Na luta pela descriminalização, postei uma selfie com um baseado apagado. Assim que postei, os amigos ficaram com medo que eu tomasse processos por apologia ou que eu tivesse a casa invadida pela polícia à procura do flagrante (infelizmente, só iam encontrar uma ponta) –afinal de contas, confessei um crime. Nada. Nem polícia, nem processo. O único esculacho que tomei foi em relação ao beque mal apertado, qualificado como pastel. “Faltou só o caldo de cana”, disseram.
A verdade é que a proibição nunca chegou aqui em casa. Por ser homem, branco, cisgênero e de classe média alta, a polícia sempre me tratou com o maior respeito.
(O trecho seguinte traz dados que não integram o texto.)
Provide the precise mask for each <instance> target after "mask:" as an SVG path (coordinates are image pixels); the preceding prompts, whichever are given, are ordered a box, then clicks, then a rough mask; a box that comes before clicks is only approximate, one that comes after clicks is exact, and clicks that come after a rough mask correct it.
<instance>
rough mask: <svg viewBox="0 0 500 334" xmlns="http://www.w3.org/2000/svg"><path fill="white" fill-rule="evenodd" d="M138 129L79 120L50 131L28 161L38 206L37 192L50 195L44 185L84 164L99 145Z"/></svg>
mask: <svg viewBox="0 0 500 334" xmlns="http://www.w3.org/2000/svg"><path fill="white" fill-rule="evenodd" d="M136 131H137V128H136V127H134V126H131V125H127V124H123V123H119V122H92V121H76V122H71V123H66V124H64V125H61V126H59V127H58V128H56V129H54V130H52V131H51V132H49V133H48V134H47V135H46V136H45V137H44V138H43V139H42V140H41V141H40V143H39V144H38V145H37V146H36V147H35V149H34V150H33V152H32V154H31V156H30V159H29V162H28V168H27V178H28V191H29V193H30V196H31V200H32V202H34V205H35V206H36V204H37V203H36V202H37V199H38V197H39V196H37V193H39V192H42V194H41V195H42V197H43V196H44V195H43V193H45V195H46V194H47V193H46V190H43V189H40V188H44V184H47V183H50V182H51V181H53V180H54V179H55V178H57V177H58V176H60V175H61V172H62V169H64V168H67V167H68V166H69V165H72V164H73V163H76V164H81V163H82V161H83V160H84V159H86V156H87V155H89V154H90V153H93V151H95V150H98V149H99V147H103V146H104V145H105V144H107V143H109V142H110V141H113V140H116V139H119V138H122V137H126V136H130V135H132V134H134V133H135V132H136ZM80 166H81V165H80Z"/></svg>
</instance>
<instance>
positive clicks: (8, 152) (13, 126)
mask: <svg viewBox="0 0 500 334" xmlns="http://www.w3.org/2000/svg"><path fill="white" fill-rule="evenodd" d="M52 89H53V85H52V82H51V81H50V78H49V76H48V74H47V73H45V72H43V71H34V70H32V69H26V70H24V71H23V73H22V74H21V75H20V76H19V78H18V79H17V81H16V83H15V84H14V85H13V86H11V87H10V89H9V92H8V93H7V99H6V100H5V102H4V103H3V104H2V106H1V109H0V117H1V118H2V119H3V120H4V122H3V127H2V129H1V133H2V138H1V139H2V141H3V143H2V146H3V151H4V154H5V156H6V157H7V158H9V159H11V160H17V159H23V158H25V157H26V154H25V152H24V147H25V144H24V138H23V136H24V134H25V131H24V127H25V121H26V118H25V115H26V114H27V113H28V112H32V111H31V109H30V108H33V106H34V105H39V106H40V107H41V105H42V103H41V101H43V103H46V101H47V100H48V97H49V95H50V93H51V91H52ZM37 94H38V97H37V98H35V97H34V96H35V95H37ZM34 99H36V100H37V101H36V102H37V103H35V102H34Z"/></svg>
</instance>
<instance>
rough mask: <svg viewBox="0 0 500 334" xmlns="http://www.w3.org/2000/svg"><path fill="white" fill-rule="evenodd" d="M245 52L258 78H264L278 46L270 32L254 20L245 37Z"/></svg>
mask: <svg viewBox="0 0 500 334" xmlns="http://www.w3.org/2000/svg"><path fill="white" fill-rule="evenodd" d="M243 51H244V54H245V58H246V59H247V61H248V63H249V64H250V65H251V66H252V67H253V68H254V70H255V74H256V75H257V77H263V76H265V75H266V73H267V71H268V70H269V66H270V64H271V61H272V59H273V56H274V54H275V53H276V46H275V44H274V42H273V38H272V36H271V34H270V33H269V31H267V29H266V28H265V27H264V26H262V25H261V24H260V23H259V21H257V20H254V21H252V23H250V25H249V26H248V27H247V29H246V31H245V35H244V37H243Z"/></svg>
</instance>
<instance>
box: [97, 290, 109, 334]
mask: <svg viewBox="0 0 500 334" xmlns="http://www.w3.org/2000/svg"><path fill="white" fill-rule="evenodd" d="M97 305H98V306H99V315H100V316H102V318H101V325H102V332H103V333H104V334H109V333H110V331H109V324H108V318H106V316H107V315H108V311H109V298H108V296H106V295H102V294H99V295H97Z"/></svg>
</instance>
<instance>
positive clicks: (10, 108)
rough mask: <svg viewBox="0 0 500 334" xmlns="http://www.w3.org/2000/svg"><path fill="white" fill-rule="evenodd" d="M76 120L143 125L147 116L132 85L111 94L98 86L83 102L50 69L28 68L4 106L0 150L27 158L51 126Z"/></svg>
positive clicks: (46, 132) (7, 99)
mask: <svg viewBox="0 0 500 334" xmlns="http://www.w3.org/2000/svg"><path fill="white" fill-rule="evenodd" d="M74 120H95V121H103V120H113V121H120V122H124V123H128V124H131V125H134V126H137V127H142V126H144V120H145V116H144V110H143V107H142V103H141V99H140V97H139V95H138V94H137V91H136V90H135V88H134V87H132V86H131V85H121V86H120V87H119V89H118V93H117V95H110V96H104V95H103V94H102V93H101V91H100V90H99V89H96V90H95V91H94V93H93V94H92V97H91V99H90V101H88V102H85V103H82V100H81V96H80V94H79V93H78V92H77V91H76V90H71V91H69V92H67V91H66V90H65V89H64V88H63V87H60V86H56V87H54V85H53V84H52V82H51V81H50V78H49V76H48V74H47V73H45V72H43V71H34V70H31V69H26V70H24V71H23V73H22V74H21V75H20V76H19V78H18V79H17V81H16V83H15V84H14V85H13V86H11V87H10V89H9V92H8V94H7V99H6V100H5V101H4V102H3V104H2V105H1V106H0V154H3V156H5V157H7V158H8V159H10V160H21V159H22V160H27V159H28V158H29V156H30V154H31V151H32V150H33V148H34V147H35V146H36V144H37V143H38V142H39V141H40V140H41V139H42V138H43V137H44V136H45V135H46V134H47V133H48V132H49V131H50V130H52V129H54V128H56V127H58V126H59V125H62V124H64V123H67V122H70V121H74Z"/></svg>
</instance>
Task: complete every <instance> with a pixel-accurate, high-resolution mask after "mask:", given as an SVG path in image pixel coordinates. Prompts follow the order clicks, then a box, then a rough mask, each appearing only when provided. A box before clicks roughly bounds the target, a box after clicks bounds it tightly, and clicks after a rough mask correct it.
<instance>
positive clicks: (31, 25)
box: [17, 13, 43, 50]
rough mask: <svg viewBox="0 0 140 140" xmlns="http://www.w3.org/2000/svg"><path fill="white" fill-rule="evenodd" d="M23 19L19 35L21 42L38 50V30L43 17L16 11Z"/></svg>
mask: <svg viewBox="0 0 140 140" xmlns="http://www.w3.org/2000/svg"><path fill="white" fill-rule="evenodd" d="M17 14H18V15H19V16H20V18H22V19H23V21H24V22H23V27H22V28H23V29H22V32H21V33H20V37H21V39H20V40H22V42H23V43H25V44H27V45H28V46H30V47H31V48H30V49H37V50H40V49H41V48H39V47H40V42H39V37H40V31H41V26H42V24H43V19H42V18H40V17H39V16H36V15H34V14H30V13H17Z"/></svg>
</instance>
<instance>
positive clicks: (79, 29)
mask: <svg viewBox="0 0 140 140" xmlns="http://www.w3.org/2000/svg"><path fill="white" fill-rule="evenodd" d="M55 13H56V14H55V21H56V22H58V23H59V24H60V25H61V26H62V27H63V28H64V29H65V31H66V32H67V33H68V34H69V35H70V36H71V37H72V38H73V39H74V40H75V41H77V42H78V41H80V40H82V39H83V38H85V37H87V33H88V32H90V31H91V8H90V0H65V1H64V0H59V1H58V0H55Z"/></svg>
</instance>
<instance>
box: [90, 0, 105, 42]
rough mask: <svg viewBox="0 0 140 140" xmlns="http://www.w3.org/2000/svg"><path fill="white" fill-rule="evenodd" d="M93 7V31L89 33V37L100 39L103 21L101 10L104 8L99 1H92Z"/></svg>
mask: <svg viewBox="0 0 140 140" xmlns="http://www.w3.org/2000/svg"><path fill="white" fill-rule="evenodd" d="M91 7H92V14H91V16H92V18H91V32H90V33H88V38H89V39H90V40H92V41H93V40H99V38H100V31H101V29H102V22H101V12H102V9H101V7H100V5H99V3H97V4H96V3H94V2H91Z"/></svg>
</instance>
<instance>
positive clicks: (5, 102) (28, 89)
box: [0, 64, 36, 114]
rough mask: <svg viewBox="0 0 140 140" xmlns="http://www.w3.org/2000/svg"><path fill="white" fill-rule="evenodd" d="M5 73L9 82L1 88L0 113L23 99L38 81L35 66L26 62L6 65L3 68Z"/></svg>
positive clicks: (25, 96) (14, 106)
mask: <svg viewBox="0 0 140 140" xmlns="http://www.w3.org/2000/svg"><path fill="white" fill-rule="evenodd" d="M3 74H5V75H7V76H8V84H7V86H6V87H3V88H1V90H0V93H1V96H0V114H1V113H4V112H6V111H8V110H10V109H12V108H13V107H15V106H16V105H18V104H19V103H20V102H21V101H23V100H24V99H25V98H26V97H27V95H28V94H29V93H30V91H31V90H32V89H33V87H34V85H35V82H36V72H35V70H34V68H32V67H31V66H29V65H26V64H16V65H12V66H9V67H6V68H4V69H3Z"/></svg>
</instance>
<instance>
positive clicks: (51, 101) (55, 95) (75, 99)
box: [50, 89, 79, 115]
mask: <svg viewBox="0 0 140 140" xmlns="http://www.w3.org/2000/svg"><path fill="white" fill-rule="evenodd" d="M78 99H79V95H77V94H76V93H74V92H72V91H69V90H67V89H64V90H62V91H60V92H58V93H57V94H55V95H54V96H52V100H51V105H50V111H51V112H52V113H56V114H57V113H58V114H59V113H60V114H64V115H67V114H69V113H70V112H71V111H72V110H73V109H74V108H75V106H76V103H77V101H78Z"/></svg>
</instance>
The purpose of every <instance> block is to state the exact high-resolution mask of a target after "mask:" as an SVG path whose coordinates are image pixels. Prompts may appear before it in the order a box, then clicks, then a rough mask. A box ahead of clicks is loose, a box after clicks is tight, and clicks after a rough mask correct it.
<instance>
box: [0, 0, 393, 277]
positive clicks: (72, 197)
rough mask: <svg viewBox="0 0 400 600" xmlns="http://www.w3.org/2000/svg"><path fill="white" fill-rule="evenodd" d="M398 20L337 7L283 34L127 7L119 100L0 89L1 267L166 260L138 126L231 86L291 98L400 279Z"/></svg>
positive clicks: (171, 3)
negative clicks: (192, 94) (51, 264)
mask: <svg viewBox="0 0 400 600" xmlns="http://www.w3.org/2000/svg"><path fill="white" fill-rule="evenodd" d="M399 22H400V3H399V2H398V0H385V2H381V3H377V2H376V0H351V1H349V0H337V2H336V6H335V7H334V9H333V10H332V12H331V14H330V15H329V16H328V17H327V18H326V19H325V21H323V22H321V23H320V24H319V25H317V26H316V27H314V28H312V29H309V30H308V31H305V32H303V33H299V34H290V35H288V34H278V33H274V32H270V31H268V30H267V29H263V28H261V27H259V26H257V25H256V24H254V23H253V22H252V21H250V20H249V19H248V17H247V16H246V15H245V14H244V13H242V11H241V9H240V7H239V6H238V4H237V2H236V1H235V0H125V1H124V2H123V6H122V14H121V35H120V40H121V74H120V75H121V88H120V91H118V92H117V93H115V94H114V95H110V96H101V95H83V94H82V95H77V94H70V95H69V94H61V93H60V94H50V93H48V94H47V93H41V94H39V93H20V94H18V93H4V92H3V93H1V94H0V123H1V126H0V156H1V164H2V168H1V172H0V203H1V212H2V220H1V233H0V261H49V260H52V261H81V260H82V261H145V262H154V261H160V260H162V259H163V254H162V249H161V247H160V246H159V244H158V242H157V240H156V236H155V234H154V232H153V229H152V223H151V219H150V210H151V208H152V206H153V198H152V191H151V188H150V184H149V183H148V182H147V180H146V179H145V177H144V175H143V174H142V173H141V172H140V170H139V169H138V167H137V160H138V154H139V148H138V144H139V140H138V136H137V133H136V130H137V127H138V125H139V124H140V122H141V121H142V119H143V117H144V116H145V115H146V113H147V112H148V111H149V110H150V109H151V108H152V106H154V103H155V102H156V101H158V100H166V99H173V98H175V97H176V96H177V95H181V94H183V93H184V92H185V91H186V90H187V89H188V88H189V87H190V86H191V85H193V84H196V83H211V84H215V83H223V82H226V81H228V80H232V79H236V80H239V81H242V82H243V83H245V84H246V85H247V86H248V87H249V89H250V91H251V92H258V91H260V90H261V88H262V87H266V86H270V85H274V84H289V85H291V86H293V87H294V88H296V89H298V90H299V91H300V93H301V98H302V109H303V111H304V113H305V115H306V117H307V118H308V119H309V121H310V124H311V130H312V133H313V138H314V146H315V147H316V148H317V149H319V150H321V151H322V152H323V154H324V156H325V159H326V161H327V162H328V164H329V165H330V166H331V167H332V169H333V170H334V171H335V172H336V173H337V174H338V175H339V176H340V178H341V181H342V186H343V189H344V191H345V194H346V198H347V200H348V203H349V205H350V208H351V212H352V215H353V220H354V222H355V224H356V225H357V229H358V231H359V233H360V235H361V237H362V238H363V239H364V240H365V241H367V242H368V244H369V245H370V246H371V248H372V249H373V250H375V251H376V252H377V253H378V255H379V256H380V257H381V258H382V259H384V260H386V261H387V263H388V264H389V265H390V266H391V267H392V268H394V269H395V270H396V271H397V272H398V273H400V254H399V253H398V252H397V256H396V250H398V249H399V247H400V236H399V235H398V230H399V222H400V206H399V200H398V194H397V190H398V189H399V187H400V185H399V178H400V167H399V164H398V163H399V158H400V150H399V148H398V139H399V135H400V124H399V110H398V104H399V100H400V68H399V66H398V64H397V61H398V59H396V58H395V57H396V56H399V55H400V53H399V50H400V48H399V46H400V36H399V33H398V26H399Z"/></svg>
Quer dizer, já tomei uma bela tapa de um sargento (A tapa no feminino difere DO tapa pela intensidade), mas quem mora no Rio sabe que uma tapa é um carinho quando se trata da PMERJ. Fosse eu negro, pobre ou travesti, teria conhecido o famoso esculacho –um mimo da PM que muitas vezes acaba em morte. A guerra às drogas é uma guerra aos pobres –e a prova disso é que não conheço nenhum rico preso por tráfico.
Sendo assim: por que postar uma selfie pedindo a descriminalização se posso fumar um prensado tranquilo? Ou ainda: por que lutar por educação pública se posso pagar por educação privada? Ou: por que lutar por saúde pública se tenho plano de saúde? Por que lutar pelo aborto se não posso engravidar? Contra o racismo se eu sou branco? Contra a redução se eu sou maior de idade? Por que pedir o casamento gay se eu não quero casar gay?
Deleuze diz que o que difere a direita da esquerda é a forma que cada uma pensa o endereço postal. A direita diz: Gilles Deleuze. 12. Rue de Bizerte. Paris. França. Mundo. A esquerda diz: Mundo. França. Paris. Rue de Bizerte. 12. Gilles Deleuze. Ser de esquerda é perceber que os problemas do mundo vêm antes dos problemas do bairro que vêm antes dos meus problemas pessoais. Ali, Simba, tudo o que seus olhos podem ver, tudo isso é problema seu.
O Brasil tem 140 mil encarcerados por tráfico –negros e pobres, em sua imensa maioria. Sei que não vou ser preso por uma selfie, nem pelo flagrante e, na real, sei que não vou preso nem se eu for dono de um helicóptero com meia tonelada de pasta base de cocaína (ou talvez, nesse caso, precise ser deputado). Postar uma foto com baseado é problematizar: por que não vou preso? Cadê a polícia aqui na porta? Cadê meu esculacho?
Quando você sair do armário, vai ver que a maconha já está descriminalizada há muito tempo. O que continua criminalizada é a pobreza.